Formation of Local 471
Local 60, chartered in 1897, was the first American Federation of Musicians union in Pittsburgh. Practicing racial discrimination it did not accept or represent African American musicians. Local 60 controlled the theaters, dance halls, and music clubs of downtown Pittsburgh and the white neighborhoods. These venues were off limits to most African American musicians and patrons. A few of the most successful African American performers, such as Duke Ellington, were permitted to perform at downtown venues. Most African American musicians performed in the Hill District at the Roosevelt Theater, the Savoy Ball Room, and the Hill's many clubs.
The Pittsburgh African American Musicians' Association was formed by a group of African Americans to represent the black musicians who played the clubs, theaters, and dance halls of the Hill District and Western Pennsylvania. It received its Local 471 charter from the American Federation of Musicians in 1908.
The Musician's Club
The Musician’s Club and Local 471’s offices were located in the building that was formerly one of Pittsburgh first jazz clubs the Collins Inn. Louis Deppe got his start there in the 1920s. Gus Greenlee bought the Collins Inn in 1923, renamed it the Paramount Club, and operate it as an entertainment venue until the early 1930s. Local 471 occupied the building sometime in the mid 1930s after Greenlee opened the Crawford Grill in 1933. The Hill District’s historic Musician’s Club building on Wyle Avenue was torn down in the 1950’s to make way for the Civic Arena which in turn was torn down in 2011 to make way for an office complex /shopping center. Musicians Local 471 relocated to a bar on the corner of Enterprise and Frankstown avenues in East Liberty. It moved again in 1954 to 6500 Frankstown Avenue where it continued to be a gathering place for musicians and music patrons until 1965.
Merger with Local 60
In March of 1965, the national American Federation of Musicians initiated discussions between officers of Local 471 and Local 60 to force a merger of the two organizations.
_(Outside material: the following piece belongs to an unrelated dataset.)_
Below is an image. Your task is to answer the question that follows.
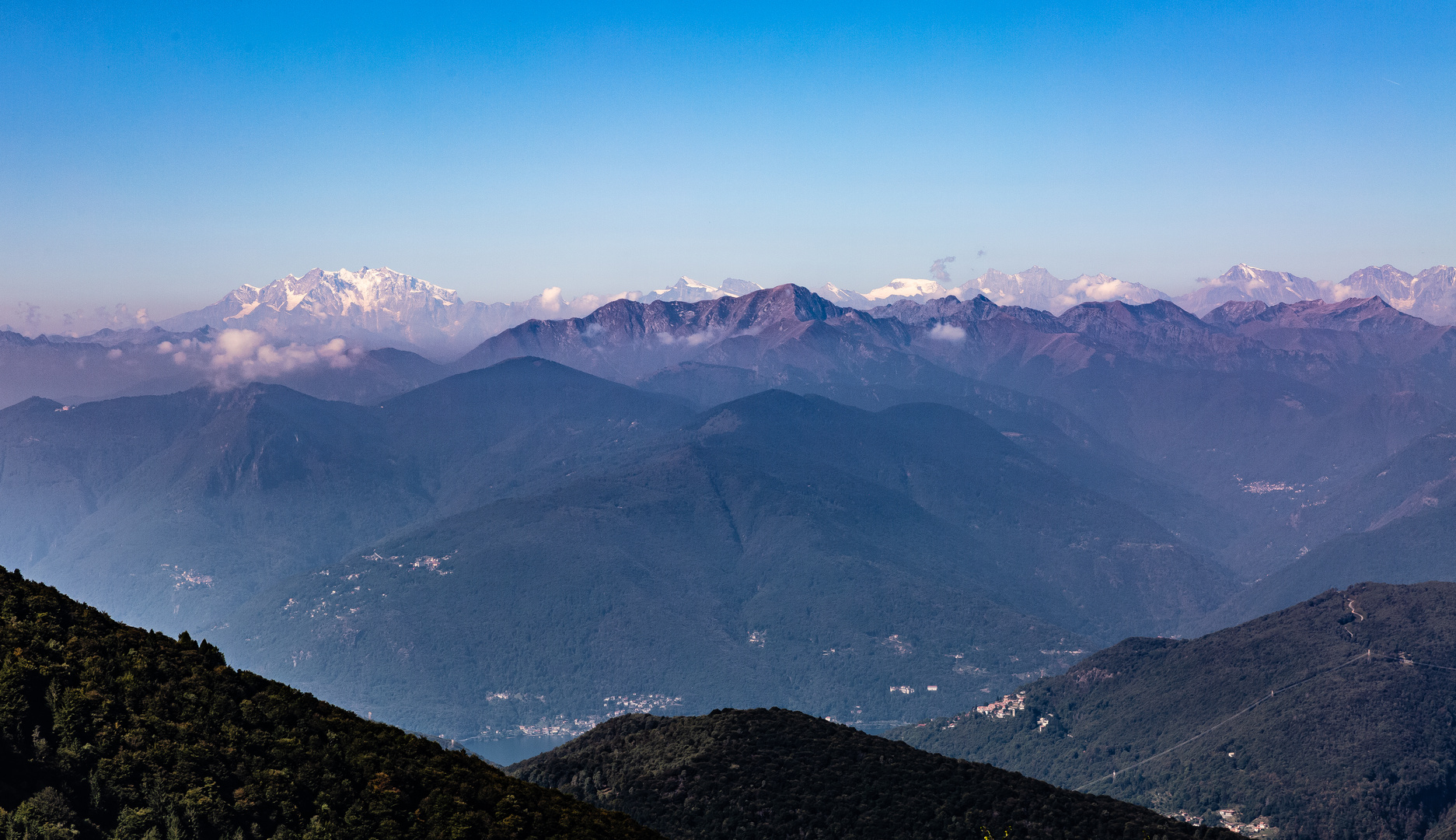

The merger took place in March of 1966. As the merged union could only operate one headquarters’ office, the Local 471 office and Musicians’ Club were closed. Local 60 also closed its own bar and club at the same time. The era of musicians from all around the Pittsburgh area and visiting musicians getting together to socialize and jam ended. Drummer Cecil Brook II, trumpeter Judge Watson, and pianist George Spaulding all lamented that the closing of the Musicians club’s as a "blow to Pittsburgh's music scene." Charles Austin in an interview with the Pittsburgh Post Gazette said "One of the union's founding ideas was the fellowship. You get the sense of musicians helping each other, teaching each other how to play and learning the business side of things. These were things that went by the wayside when the merger happened.”
In an interview with WKCR radio in 1995 Ahmad Jamal said: “They should never have torn down Local 471. They should have kept the building (it’s a historical landmark), and moved it at least. But that was lost, which was a tremendous loss.”
To preserve the history of the musicians who gathered at the Musicians Club to play and network Charles Austin recorded seventy-four oral histories of members of Local 471. The recordings are preserved at the University of Pittsburgh Archieves as part of the American Jazz Preservation Society of Pittsburgh Oral History Project (AAJPSP).
A Pennsylvania historical marker honoring the Musicians Club will be dedicated in June of 2011.